It’s Monday. Does everyone remember what Monday is? Monday is the day the Lord hath made for whining. Sooooooooooooooo, here I am using my Monday whining card.
There’s whistling in the dark, whistling while you work, and whistling in old age. Ladies, you can’t imagine how much you may need this skill.
I am not very flexible or graceful at getting up from a sitting or prone position anymore. So, I have a handicap safety bar to pull up with on the side of my bathtub. Today, I decided my knee was finally healed enough from surgery for the luxury of a sit down bath. It was lovely! Until I tried to get up and out of the tub. Realized then that even with the handicap bar, I get up on my right knee first to get leverage. My right knee incisions are safely closed, but the knee itself is still very tender. Made several attempts with different approaches, but all were pretty ineffective and scary. I finally decided I needed help. I knew my husband was in his home office, but I had the exhaust fan running in the bathroom and he is pretty hard of hearing. From past experience I know that if someone in one of these apartment groups pounds on a wall or yells,”HELP!” loudly, someone from another apartment will call 911. Normally this is reassuring, but not a comforting scenario in this situation. I would have just stayed in a hot soaky bath until Julian missed me, but I had only a short time to get dressed for an appointment.
So finally, I tried whistling. I was almost blue in the face by the time I heard Julian calling, “Is that you?”
Saved by whistling! Who could have imagined a childhood achievement would save the day at seventy-nine!

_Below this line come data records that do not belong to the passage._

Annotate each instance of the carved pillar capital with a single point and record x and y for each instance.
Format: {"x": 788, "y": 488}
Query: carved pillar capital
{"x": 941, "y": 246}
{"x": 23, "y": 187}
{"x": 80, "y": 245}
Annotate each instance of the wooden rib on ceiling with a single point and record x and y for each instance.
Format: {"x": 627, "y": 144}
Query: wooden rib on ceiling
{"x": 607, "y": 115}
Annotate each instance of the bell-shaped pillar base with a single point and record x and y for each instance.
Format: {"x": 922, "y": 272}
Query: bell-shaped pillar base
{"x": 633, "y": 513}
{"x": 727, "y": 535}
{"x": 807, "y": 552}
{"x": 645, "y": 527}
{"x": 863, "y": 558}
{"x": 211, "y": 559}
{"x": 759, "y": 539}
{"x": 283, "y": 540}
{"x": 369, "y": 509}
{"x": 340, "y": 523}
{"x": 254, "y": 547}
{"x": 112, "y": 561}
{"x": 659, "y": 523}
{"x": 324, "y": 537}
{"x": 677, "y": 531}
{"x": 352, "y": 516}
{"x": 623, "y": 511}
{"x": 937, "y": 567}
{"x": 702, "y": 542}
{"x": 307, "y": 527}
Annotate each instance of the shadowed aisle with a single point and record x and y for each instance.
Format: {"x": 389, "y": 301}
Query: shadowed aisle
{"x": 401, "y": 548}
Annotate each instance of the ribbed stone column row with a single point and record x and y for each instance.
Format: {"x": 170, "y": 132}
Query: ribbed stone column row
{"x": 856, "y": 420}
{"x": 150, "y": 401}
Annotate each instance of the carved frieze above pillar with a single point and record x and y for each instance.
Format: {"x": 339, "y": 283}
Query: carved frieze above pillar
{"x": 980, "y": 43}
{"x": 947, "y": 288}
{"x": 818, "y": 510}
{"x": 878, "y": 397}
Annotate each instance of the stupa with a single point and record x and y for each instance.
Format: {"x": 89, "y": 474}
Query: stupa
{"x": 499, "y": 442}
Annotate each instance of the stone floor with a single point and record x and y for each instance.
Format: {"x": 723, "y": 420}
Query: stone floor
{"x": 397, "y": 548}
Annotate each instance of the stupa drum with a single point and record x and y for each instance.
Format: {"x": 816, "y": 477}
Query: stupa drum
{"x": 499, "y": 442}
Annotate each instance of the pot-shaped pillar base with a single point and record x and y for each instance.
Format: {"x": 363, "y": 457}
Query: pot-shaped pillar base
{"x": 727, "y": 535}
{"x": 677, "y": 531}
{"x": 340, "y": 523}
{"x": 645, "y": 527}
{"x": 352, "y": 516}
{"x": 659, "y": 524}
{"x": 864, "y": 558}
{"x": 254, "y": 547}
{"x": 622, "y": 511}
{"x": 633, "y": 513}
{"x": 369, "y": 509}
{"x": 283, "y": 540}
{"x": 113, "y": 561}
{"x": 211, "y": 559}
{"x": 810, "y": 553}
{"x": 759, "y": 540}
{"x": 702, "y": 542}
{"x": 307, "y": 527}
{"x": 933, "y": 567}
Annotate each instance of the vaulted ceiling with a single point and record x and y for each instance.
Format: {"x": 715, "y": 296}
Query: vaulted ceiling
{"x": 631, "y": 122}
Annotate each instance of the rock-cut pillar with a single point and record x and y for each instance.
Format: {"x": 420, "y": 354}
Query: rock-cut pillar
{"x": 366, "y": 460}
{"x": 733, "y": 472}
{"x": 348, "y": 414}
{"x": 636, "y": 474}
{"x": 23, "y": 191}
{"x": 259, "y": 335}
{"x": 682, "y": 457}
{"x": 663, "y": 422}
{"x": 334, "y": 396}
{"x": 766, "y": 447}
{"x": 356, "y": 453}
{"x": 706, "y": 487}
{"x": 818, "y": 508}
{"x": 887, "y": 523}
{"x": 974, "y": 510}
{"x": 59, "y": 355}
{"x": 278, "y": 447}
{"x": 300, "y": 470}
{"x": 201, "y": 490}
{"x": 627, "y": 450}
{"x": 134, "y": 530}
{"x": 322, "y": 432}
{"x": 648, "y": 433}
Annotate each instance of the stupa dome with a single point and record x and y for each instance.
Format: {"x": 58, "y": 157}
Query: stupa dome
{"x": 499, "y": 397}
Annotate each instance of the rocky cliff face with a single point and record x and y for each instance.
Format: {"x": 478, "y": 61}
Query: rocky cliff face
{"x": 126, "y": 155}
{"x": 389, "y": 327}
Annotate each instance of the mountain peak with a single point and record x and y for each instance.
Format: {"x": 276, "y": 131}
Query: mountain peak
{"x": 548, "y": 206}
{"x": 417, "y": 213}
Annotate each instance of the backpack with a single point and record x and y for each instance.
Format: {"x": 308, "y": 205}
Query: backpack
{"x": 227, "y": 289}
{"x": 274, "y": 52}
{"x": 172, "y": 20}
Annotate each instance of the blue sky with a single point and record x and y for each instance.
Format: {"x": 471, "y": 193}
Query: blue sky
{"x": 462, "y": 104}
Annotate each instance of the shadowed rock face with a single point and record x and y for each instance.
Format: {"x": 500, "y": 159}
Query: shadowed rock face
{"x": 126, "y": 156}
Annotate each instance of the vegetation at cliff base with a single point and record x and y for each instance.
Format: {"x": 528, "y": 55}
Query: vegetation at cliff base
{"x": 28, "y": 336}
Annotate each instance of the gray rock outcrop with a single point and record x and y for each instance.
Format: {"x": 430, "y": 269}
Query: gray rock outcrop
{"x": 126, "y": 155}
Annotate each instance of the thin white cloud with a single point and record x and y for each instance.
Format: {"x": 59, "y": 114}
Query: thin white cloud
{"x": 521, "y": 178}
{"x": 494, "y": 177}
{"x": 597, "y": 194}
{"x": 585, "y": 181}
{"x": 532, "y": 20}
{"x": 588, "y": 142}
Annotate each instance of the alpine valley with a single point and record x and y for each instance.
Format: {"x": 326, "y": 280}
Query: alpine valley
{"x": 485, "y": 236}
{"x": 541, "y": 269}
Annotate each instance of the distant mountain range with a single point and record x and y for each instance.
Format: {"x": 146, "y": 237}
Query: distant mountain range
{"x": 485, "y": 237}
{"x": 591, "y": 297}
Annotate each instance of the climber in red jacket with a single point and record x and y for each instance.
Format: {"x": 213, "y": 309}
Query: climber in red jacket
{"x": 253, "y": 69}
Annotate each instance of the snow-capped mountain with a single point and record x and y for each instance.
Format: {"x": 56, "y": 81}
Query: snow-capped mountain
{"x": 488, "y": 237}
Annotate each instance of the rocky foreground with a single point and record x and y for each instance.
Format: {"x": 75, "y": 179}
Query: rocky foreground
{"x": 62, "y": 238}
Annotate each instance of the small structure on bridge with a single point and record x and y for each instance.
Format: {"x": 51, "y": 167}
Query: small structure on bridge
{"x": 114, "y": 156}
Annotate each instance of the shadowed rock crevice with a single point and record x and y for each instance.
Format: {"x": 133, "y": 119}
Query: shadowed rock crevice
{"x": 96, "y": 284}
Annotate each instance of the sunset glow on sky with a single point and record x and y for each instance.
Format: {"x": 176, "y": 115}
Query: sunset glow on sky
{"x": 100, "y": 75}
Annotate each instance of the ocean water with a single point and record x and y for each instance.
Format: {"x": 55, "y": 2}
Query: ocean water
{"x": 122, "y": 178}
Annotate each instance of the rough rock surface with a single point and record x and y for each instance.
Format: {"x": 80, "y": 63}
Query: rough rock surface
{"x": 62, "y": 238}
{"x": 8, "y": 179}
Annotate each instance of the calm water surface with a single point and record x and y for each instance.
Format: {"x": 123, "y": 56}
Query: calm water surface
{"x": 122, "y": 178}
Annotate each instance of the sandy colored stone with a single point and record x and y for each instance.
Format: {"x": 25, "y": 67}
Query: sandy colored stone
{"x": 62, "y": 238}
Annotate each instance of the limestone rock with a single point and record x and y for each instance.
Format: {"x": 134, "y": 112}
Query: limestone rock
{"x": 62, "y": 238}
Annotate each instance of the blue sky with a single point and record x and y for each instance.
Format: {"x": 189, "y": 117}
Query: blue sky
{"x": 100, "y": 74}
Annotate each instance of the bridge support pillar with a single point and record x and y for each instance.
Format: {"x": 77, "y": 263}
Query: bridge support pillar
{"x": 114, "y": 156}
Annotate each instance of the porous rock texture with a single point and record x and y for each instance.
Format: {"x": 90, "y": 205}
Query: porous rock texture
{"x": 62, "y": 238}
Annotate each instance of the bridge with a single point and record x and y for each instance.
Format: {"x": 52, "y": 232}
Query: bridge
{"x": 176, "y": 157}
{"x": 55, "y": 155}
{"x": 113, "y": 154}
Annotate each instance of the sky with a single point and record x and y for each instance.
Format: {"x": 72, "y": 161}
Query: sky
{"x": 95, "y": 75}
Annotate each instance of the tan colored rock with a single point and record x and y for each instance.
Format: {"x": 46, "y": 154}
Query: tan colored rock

Another experience along the same lines last week has me puzzling for a solution. For some inexplicable reason many restaurants are putting one tall handicap toilet and all others are obviously for “little people” or children. At my age, sometimes when the handicap stall is in use, you can’t wait to be picky. You just have to take the first available. Unfortunately, these low to the ground toilets do not have any kind of grab bar or help button. Last week in the “Ladies Room” of an elegant restaurant, I contemplated whether to yell for help or to just stay there until the cleaning crew came that night. Somehow, after much struggling, I eventually managed to get to my feet and hang onto the sides, so that I didn’t end up in the toilet. Perhaps wearing some sort of piercing emergency whistle at all times is the way to go for little old ladies. I’m just not comfortable with a with a call in necklace that shouts, “I’m on the toilet and I can’t get up.”